During the class of February 16th, the kids finished up their coffee filter butterflies and also make some paper bag trees. Before starting the paper bag trees, I read The Great Kapok Tree which is a book about a man chopping down a huge Kapok tree that housed many different animals. Throughout the book, various animals came down to the man to tell him why he shouldn’t chop the tree down. The importance of the forest and trees was stressed and the basics of an ecosystem were touched upon. I asked the kids to recite why the big tree was so important.
After that, we started to make a paper bag tree, which was really fun because it was very hands on.
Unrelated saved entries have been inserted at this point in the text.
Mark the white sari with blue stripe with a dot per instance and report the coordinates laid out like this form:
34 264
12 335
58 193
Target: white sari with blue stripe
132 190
The kids did well with listening but did struggle a little bit with the complexity of twisting the paper tight enough without ripping it.
Overall, this was the best class we’ve had so far. The kids are a lot more responsive and actually remember my name! Their enthusiasm is contagious and the insight they provide is surprisingly.. insightful. They are quite the bright bunch of kiddos and I am so happy with all of the progress they are making!
How to make the paper bag tree:
First, you will need scissors, brown paper lunch bags, glue, and tissue paper or torn up pieces of construction paper (green, yellow, orange, brown). Here are the steps in making the tree itself:
- With the bag still folded and flat, cut from the top of the bag (the side which it opens) two inch sections that run half way down the bag towards the bottom.
- Next, open the bag so that the cut strips are at the top and the bottom retains its rectangular shape.
- Using both hands, twist the middle of the bag so that the middle becomes the trunk of the tree. Let the bottom of the bag be where the roots are and the top where it is cut, the branches.
- Using two of the cut strips, twist them together to create branches.
- You may have to twist certain parts of the tree tighter than others
- Have the kids glue the tissue paper or construction paper to the branches
After this craft, it would be useful to go over the parts of the tree and ask the kids what season their tree is in according to the colors of the leaves they glued on.